GUANGZHOU, China (AP) — Wallets stained with mud. Bank cards. Official IDs. Some of the personal effects of the 132 people presumed dead were placed by rescuers searching a mountain on Tuesday, among the wreckage of an Eastern China plane that fell from the sky the day before and burst into a huge fireball.
No survivors of the 123 passengers and nine crew members have been found. Videos shared by Chinese state media showed small fragments of the plane scattered across a large area of forest, some in green fields, others in burnt areas where fire devoured trees. Each fragment has a number next to it, the largest ones with police tape.
As relatives gathered at the airports of departure and destination of the flight, it was still a mystery what caused the Boeing 737-800 to fall from the sky shortly before it began its planned descent into the southern Chinese metropolis of Guangzhou. The search for the black boxes, which contain the flight data and the cockpit voice recorder essential to investigate the event, would be difficult, Xinhua news agency said, and would require drones and manual search.
The shock left a deep crater on the hillside, rescuers pointed to Xinhua news agency. Chen Weihao, who saw the plane crash while working on a farm, told the news agency that he had fallen into an uninhabited area of the mountain.
“The plane seemed to be in one piece when it fell. Within seconds, it crashed,” Chen said.
Rescuers built a base of operations near the site with vehicles, ambulances and a truck with a generator parked in the small space. Soldiers dressed in camouflage joined the rescuers in orange jumpers and helmets to search the burned place and among the dense vegetation of the area.
Security was reinforced at the entrance to Molang, a village close to the site. Police officers were seen checking every vehicle that arrived in the village.
The steep slope of the hillside made it difficult to place fish equipment, although it did not seem to be very necessary because there were hardly any large pieces left of the fuselage.
The Boeing 737-800 crashed near the city of Wuzhou, in the Guangxi region, while flying from Kunming, in the southwestern province of Yunnan, towards Guangzhou, an industrial center on the east coast. The crash triggered a fire large enough to be captured on NASA satellite images.
The family members of the passengers met at the two airports. In a rest area in the basement of Kunmig Airport, people were seen wrapped in pink blankets and sitting in massage chairs. Airport workers carried food bags and mats. A security guard blocked an AP journalist and said that “interviews are not accepted.”
In Guangzhou, relatives were escorted to a staffed reception center equipped with full protective suits to protect themselves from the spread of the coronavirus.
China's first fatal plane crash in more than a decade dominated the country's news and social media. Foreign leaders such as Britain's Boris Johnson, India's Narendra Modi and Canadian Justin Trudeau expressed their condolences on Twitter.

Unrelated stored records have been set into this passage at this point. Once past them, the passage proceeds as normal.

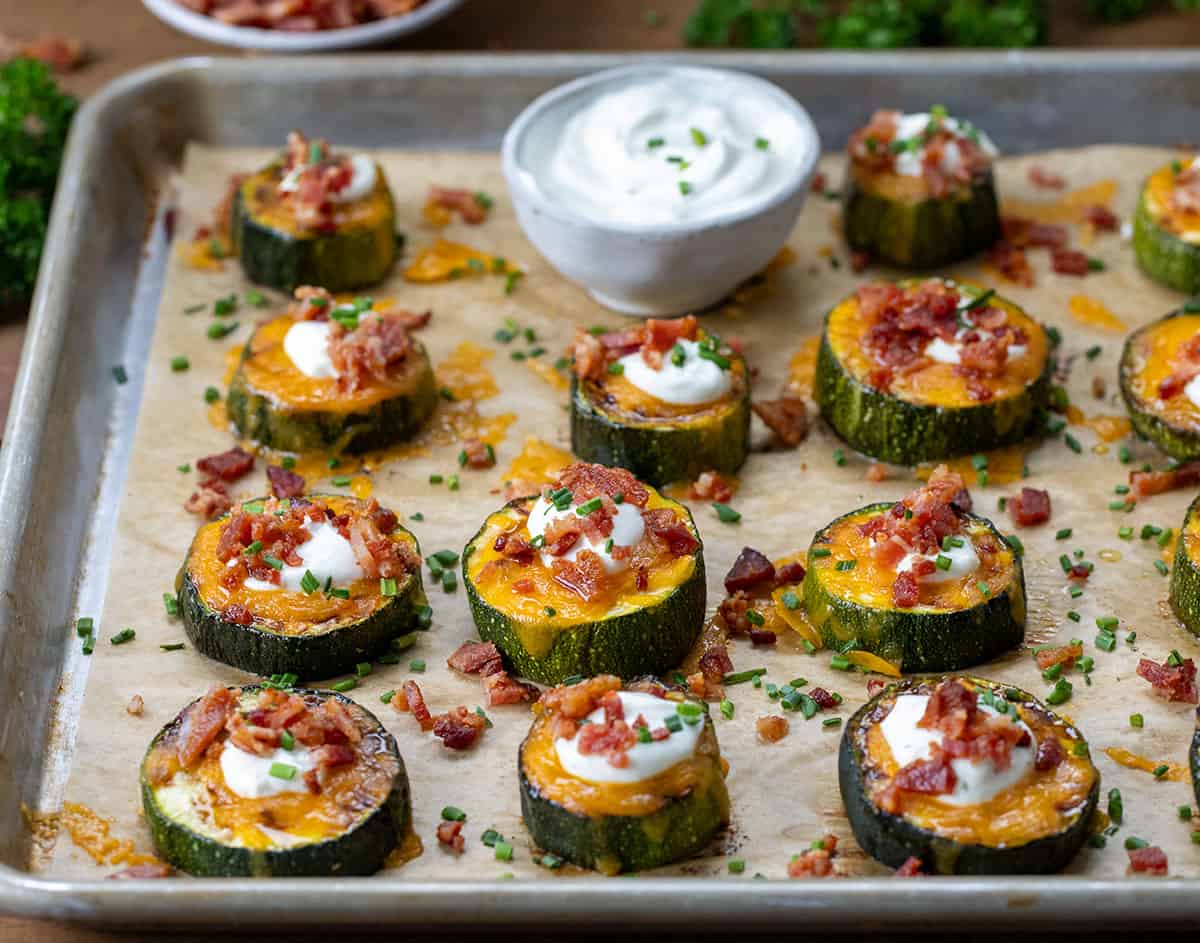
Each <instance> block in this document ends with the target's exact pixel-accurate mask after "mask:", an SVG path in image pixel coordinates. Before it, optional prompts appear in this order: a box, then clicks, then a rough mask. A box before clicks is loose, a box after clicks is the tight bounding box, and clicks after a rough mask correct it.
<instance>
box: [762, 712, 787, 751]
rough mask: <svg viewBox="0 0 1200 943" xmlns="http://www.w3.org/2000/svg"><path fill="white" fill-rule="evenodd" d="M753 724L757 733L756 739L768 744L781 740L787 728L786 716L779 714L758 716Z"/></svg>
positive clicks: (785, 735) (783, 738)
mask: <svg viewBox="0 0 1200 943" xmlns="http://www.w3.org/2000/svg"><path fill="white" fill-rule="evenodd" d="M754 726H755V731H756V732H757V733H758V739H760V740H762V741H763V743H768V744H773V743H779V741H780V740H782V739H784V738H785V737H786V735H787V729H788V723H787V717H784V716H780V715H779V714H768V715H767V716H766V717H758V720H756V721H755V725H754Z"/></svg>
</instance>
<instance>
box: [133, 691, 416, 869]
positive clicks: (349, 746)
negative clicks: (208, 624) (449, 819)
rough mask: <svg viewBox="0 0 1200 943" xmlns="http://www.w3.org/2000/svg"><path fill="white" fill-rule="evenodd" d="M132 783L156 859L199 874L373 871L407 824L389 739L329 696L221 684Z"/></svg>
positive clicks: (393, 748)
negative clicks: (148, 825) (148, 824)
mask: <svg viewBox="0 0 1200 943" xmlns="http://www.w3.org/2000/svg"><path fill="white" fill-rule="evenodd" d="M284 721H286V722H287V726H286V727H283V726H282V725H283V722H284ZM230 731H235V732H230ZM284 731H286V732H287V733H288V737H283V732H284ZM239 743H248V744H251V745H253V744H257V745H258V751H259V752H248V751H247V750H245V749H242V747H241V746H239V745H238V744H239ZM288 745H290V749H288ZM310 770H311V775H308V773H310ZM140 782H142V807H143V810H144V812H145V819H146V823H148V824H149V825H150V834H151V836H152V837H154V845H155V848H156V849H157V852H158V854H160V855H162V857H163V858H164V859H166V860H167V861H169V863H170V864H172V865H174V866H175V867H178V869H179V870H181V871H186V872H187V873H191V875H196V876H199V877H319V876H343V875H371V873H374V872H376V871H378V870H379V869H380V867H382V866H383V865H384V861H385V860H386V858H388V855H389V854H391V852H392V851H394V849H395V848H396V847H397V845H400V843H401V841H403V839H404V837H406V836H407V835H408V834H409V831H410V827H412V809H410V800H409V789H408V776H407V775H406V773H404V762H403V759H401V756H400V751H398V750H397V749H396V740H395V738H394V737H392V735H391V734H390V733H388V731H386V729H385V728H384V726H383V725H382V723H380V722H379V721H378V720H377V719H376V717H374V716H373V715H372V714H371V713H370V711H368V710H366V709H365V708H362V707H360V705H359V704H356V703H354V702H353V701H350V699H349V698H346V697H342V696H341V695H337V693H334V692H332V691H308V690H300V691H294V692H286V691H281V690H277V689H266V687H260V686H259V685H248V686H246V687H217V689H215V690H212V691H210V692H209V693H208V695H205V696H204V697H202V698H198V699H196V701H193V702H192V703H191V704H188V705H187V707H186V708H184V710H182V711H181V713H180V714H179V716H178V717H175V720H173V721H172V722H170V723H168V725H167V726H166V727H163V728H162V731H160V732H158V735H157V737H155V738H154V740H152V741H151V743H150V749H149V750H148V751H146V755H145V758H144V759H143V761H142V775H140Z"/></svg>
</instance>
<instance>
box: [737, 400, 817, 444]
mask: <svg viewBox="0 0 1200 943" xmlns="http://www.w3.org/2000/svg"><path fill="white" fill-rule="evenodd" d="M751 409H754V412H755V415H756V416H758V419H761V420H762V421H763V424H766V426H767V428H769V430H770V431H772V432H773V433H775V438H776V439H779V442H781V443H782V444H784V445H786V446H787V448H788V449H794V448H796V446H797V445H799V444H800V443H802V442H804V437H805V436H808V434H809V408H808V406H806V404H805V402H804V401H803V400H800V398H799V397H796V396H785V397H782V398H780V400H758V401H757V402H755V403H751Z"/></svg>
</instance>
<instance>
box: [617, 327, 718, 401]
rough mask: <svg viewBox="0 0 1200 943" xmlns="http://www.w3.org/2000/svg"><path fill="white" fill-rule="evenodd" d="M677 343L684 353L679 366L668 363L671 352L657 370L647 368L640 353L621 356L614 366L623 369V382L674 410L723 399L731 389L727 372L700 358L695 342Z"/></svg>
mask: <svg viewBox="0 0 1200 943" xmlns="http://www.w3.org/2000/svg"><path fill="white" fill-rule="evenodd" d="M678 343H679V346H680V347H682V348H683V350H684V361H683V364H682V365H679V366H676V365H674V364H673V362H672V360H671V352H667V353H666V354H664V356H662V367H661V370H654V367H652V366H650V365H649V364H647V362H646V359H644V358H643V356H642V354H641V352H636V353H632V354H626V355H625V356H623V358H622V359H620V360H619V361H618V362H619V364H620V365H622V367H624V372H625V379H626V380H629V382H630V383H631V384H634V385H635V386H636V388H637V389H638V390H641V391H642V392H644V394H647V395H649V396H653V397H654V398H655V400H661V401H662V402H664V403H673V404H676V406H698V404H700V403H710V402H713V401H714V400H720V398H721V397H722V396H725V394H727V392H728V391H730V388H731V386H732V385H733V380H732V378H731V377H730V371H727V370H721V368H720V367H719V366H716V364H714V362H713V361H712V360H704V359H703V358H701V356H700V343H698V342H697V341H679V342H678Z"/></svg>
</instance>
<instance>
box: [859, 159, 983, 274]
mask: <svg viewBox="0 0 1200 943" xmlns="http://www.w3.org/2000/svg"><path fill="white" fill-rule="evenodd" d="M842 229H844V232H845V233H846V241H847V242H848V244H850V247H851V248H852V250H854V251H856V252H865V253H868V254H869V256H870V257H871V258H872V259H877V260H880V262H886V263H890V264H892V265H898V266H900V268H904V269H937V268H941V266H943V265H949V264H950V263H954V262H960V260H961V259H966V258H970V257H971V256H974V254H976V253H978V252H982V251H983V250H985V248H989V247H990V246H991V245H992V244H994V242H996V240H998V239H1000V236H1001V226H1000V205H998V203H997V200H996V186H995V182H994V179H992V174H991V172H990V170H989V172H988V174H986V175H985V176H983V178H980V179H979V180H977V181H976V182H973V184H972V185H971V188H970V190H968V191H965V194H964V196H952V197H946V198H942V199H924V200H919V202H917V203H908V202H904V200H893V199H888V198H887V197H883V196H880V194H877V193H871V192H869V191H868V190H866V188H864V187H863V186H862V185H860V184H859V182H858V181H857V180H856V179H854V174H853V173H847V175H846V184H845V186H844V188H842Z"/></svg>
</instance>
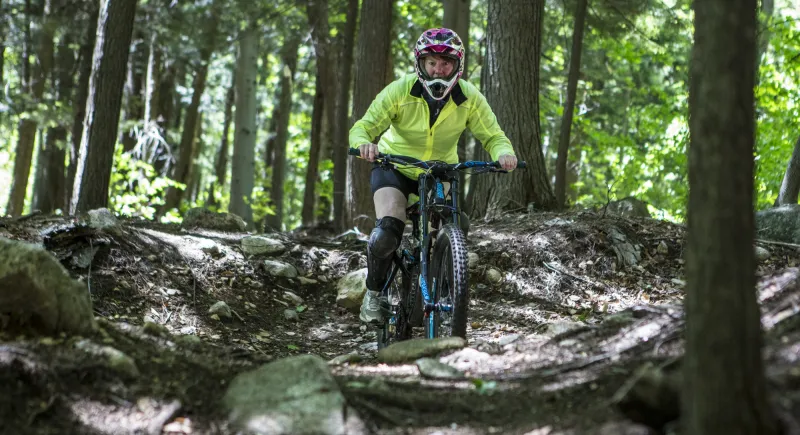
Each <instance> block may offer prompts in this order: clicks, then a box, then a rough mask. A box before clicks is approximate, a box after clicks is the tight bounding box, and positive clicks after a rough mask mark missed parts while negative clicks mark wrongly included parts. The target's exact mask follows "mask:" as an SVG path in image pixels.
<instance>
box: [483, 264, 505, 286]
mask: <svg viewBox="0 0 800 435" xmlns="http://www.w3.org/2000/svg"><path fill="white" fill-rule="evenodd" d="M486 280H487V281H489V282H490V283H492V284H500V283H501V282H503V275H502V274H501V273H500V271H499V270H497V269H495V268H493V267H490V268H488V269H486Z"/></svg>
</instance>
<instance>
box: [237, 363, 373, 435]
mask: <svg viewBox="0 0 800 435" xmlns="http://www.w3.org/2000/svg"><path fill="white" fill-rule="evenodd" d="M222 402H223V405H224V406H225V408H226V409H227V411H228V413H229V419H230V421H231V422H232V423H233V424H234V425H235V426H236V427H237V429H239V430H240V433H246V434H270V435H272V434H346V433H362V432H366V431H365V430H364V428H363V423H361V422H360V420H359V419H358V417H357V416H356V414H355V411H354V410H353V409H349V408H347V403H346V402H345V398H344V396H343V395H342V393H341V392H340V391H339V387H338V384H337V383H336V381H335V380H334V378H333V376H331V374H330V371H329V369H328V366H327V364H326V363H325V361H323V360H322V359H321V358H320V357H318V356H315V355H300V356H294V357H289V358H284V359H281V360H278V361H275V362H272V363H269V364H265V365H263V366H261V367H260V368H258V369H255V370H252V371H249V372H245V373H242V374H240V375H239V376H237V377H236V378H235V379H234V380H233V381H232V382H231V384H230V386H229V387H228V390H227V391H226V392H225V396H224V397H223V399H222Z"/></svg>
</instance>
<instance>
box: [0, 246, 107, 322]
mask: <svg viewBox="0 0 800 435" xmlns="http://www.w3.org/2000/svg"><path fill="white" fill-rule="evenodd" d="M0 320H1V321H0V328H7V329H10V330H17V331H30V332H38V333H41V334H46V335H53V334H57V333H60V332H64V333H67V334H76V335H81V334H88V333H90V332H92V331H93V330H94V328H95V321H94V315H93V314H92V303H91V301H90V299H89V290H88V288H87V287H86V285H85V284H83V283H81V282H79V281H77V280H74V279H72V278H70V276H69V274H68V273H67V270H66V269H65V268H64V267H63V266H62V265H61V263H59V262H58V260H56V258H55V257H53V256H52V255H51V254H50V253H48V252H47V251H46V250H45V249H44V248H42V247H39V246H37V245H33V244H30V243H24V242H17V241H14V240H9V239H6V238H3V237H0Z"/></svg>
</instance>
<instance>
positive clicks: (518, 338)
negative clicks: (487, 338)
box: [497, 334, 520, 346]
mask: <svg viewBox="0 0 800 435" xmlns="http://www.w3.org/2000/svg"><path fill="white" fill-rule="evenodd" d="M519 338H520V335H519V334H508V335H504V336H502V337H500V339H499V340H497V344H499V345H500V346H505V345H507V344H511V343H513V342H515V341H517V340H519Z"/></svg>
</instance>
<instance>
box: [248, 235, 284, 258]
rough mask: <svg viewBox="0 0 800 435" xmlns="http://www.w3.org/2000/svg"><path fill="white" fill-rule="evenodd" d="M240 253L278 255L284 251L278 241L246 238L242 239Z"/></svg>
mask: <svg viewBox="0 0 800 435" xmlns="http://www.w3.org/2000/svg"><path fill="white" fill-rule="evenodd" d="M241 243H242V251H244V253H245V254H247V255H261V254H266V255H278V254H282V253H283V252H284V251H285V250H286V246H284V245H283V243H281V242H280V241H279V240H275V239H270V238H269V237H264V236H247V237H244V238H242V242H241Z"/></svg>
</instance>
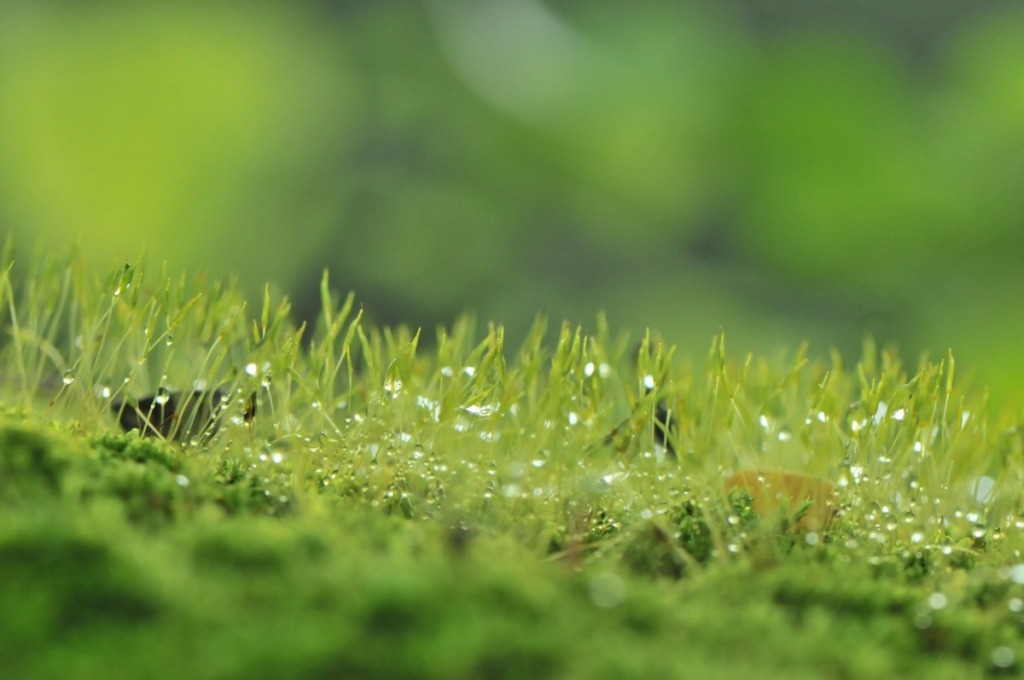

Boeing CEO Dave Calhoun said in a message to his employees that the company was appalled by the news and had offered the full support of its technical staff to assist in the investigation.
China Eastern Flight 5735 was traveling at an altitude of about 29,000 feet when it began a dizzying descent around 2:20 in the afternoon, according to data from the flight-tracking site FlightRadar24.com. The aircraft collapsed to about 7,400 feet before recovering about 1,200 feet of altitude and collapsed again. It stopped transmitting information 96 seconds after its downfall began.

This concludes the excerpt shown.